By Amy Shipley
Washington Post staff writer
Tuesday, September 14, 2010; 12:06 AM
Doug Logan vowed to clean house and reform the U.S. track and field program when he became chief executive at USA Track and Field just more than two years ago, but after an organizational meeting in Las Vegas this weekend, Logan is the one heading out the door.
After listening to an appeal from Logan on Saturday, USATF's board of directors decided on Sunday to fire him even though he has three years remaining on his contract and is owed $1.8 million. The move was announced Monday.

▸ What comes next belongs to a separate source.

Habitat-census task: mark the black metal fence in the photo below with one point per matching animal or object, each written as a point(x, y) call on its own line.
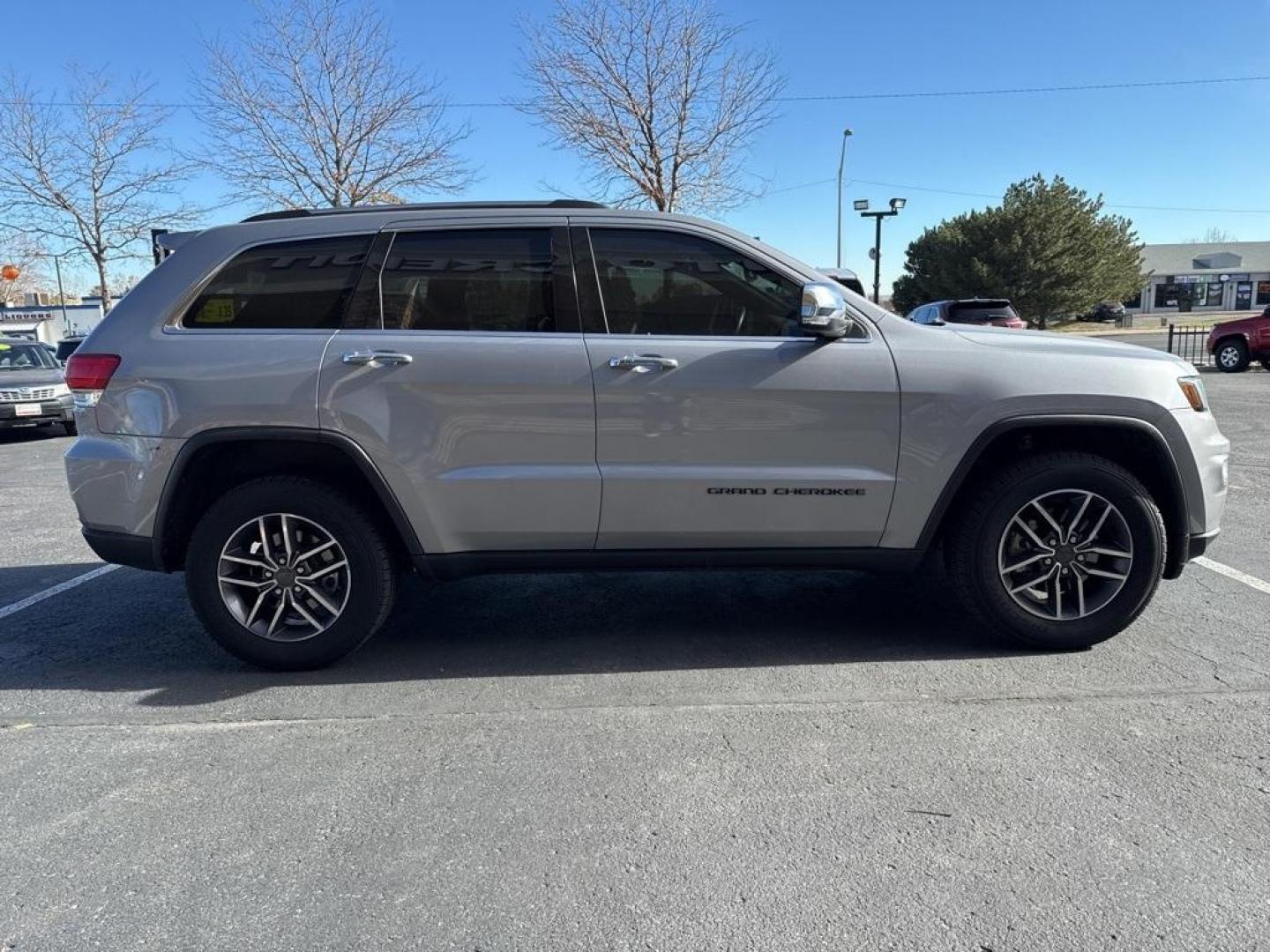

Logan, who had alienated some in the volunteer-based organization with his outspoken, slash-and-burn style, is best known for the independent report he commissioned after Team USA's disappointing performance at the 2008 Summer Games in Beijing that levied heavy criticism throughout the organization. He also set a public goal of winning 30 medals at the 2012 Summer Games in London.
The U.S. track and field team won 23 in Beijing.
"I know I've made people uncomfortable," Logan said in a phone interview Monday. "Maybe some people have reached their threshold. There are some really good people in the sport and some wonderful athletes. [U.S. track] has a great deal of potential.
"I knew with the agenda I came to work with, this end was entirely possible."
Mike McNees, USATF's chief operating officer, will take over until a new chief executive is named. Stephanie Hightower, the organization's president and chair of the board, and vice chairman Jack Wickens said board members did not wish to air a laundry list of complaints about Logan's work but preferred to look to the future.
Wickens said USATF underwent a "multi-month" performance review that ended Sunday.
"It's not a single-issue situation," Wickens said. "We were thorough. . . . We have very high goals and expectations for the sport. We came to the conclusion with Doug that we would seek another leader."
The organization was seeking to negotiate a cash severance with Logan that would be much less than the $1.8 million left on his contract, according to a source with knowledge of the discussions. Wickens declined to discuss financial details, but said, "The board went into this with its eyes open. . . . We considered all possible outcomes and concluded this was in the best interests of the organization."
Hightower said the USATF board will meet in Indianapolis the first weekend in October to consider a proposed hiring timeline and other recommendations from a personnel committee. By mid-October, she said, a search for a full-time CEO likely will be underway.
Logan, the former commissioner of Major League Soccer, assumed the helm of USATF after former Washington attorney Craig Masback left the organization to take an executive post with Nike, a USATF sponsor.